Curiously, many such people assert their faith primarily when someone attacks it. Their faith is far more a social posture than a spiritual transformer. For example, terrorists ready to kill, or die, for their faith frequently know little about it – except “knowing” that it is under attack.
While terrorists are an extreme example, we all risk the danger of fighting for our faith externally more than internally. To fight internally means to counter the doubts and desires that block our realization of life’s spiritual side. The Bhagavad-gita exemplifies such focusing on the inner fight. Though spoken on a battlefield when power-hungry anti-social forces had made war inevitable, the Gita doesn’t feature war-inducing rhetoric. It centers on philosophy presented rationally to explain what our spiritual side is, and how becoming more spiritually realized can help us foster individual and social well-being.

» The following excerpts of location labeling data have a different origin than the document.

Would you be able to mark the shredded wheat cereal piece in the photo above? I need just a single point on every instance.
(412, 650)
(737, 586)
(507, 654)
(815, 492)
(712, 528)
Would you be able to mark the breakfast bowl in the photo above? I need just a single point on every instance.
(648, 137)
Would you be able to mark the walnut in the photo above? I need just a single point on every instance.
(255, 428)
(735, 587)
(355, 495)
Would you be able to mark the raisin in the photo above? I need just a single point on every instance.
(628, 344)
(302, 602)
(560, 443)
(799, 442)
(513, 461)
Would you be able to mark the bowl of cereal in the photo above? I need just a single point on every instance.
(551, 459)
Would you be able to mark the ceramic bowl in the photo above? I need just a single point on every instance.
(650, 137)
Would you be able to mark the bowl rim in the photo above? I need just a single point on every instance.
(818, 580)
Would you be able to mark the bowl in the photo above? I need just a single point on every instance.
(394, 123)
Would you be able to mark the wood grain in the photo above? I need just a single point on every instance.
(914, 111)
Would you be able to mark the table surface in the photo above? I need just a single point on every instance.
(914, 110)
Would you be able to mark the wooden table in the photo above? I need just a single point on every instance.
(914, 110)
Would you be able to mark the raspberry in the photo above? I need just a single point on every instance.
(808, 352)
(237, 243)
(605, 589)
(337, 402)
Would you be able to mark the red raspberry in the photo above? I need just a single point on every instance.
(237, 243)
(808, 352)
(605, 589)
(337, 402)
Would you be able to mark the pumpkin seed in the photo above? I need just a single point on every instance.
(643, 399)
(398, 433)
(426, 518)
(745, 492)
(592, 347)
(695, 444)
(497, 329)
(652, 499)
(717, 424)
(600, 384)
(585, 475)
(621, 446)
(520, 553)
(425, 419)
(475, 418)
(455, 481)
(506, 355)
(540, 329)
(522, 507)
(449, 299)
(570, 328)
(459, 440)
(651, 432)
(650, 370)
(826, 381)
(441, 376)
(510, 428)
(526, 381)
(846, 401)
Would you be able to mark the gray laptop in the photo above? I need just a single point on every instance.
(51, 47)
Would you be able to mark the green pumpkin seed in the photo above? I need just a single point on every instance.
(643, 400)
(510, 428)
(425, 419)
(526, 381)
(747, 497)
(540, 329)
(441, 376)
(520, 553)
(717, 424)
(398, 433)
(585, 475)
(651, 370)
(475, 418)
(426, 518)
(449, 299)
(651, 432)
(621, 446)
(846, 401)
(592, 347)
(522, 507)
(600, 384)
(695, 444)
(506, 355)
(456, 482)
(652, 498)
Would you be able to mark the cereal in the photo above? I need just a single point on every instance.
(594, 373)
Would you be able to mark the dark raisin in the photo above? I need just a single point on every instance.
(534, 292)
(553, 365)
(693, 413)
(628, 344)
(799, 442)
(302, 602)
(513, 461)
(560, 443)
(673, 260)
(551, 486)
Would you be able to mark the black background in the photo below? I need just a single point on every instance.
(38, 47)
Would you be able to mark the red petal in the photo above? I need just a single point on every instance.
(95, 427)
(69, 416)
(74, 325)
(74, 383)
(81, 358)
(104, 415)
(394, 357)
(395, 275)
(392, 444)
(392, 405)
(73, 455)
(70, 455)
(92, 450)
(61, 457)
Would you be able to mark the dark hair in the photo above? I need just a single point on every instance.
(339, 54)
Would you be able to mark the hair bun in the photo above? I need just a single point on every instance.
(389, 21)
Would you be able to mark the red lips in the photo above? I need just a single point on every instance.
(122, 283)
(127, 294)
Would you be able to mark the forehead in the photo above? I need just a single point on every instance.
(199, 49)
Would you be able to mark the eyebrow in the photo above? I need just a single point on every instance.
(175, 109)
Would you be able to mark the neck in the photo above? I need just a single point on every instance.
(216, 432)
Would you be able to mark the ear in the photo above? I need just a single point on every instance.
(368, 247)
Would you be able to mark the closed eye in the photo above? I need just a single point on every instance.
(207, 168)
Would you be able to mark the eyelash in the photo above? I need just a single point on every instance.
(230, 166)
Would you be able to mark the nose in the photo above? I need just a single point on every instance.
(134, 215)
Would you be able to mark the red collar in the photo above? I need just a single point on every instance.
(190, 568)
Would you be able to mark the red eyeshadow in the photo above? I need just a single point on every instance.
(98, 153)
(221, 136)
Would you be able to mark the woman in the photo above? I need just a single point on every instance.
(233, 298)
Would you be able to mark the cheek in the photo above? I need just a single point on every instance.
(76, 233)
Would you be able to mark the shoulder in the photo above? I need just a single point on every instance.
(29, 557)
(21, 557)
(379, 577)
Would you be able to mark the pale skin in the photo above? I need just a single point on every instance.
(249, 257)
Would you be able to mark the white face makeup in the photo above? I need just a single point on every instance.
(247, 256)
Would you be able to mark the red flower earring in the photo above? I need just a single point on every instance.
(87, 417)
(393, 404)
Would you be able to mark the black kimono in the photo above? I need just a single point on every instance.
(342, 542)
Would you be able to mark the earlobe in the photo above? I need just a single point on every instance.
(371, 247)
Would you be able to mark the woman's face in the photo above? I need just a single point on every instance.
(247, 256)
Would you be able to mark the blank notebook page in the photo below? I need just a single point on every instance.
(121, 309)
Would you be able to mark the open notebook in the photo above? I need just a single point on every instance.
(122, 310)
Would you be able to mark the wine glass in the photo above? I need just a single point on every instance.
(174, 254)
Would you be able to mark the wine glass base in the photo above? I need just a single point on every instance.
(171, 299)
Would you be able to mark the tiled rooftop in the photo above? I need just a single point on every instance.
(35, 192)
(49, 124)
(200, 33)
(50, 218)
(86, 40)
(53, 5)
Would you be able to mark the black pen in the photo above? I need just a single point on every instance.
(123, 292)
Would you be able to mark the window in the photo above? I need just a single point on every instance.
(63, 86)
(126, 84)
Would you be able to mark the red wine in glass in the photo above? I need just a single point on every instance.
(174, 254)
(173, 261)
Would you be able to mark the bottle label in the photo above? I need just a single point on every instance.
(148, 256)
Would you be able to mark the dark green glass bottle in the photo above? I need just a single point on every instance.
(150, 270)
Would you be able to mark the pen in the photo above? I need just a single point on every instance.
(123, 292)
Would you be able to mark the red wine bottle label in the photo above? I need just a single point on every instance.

Pertinently, the Gita (04.42) calls for taking up intellectual arms to counter the enemy of doubt. When we fight to cultivate spiritual knowledge, we gain the integrity and purity to exemplify the benevolent transformational power of our faith. Thereafter, when things we hold sacred are attacked, we will be guided from within to counter such attacks effectively. By using rational arguments, we will make the sanctity of those things intelligible. While fanatics may never accept this sanctity, most people will appreciate authentic practice and sensible explanation. Their increased appreciation will be an outer victory for our faith, a victory won without bloodshed.
If religious people the world over fought for their faith within more than without, they would find greater satisfaction internally and make better contributions socially.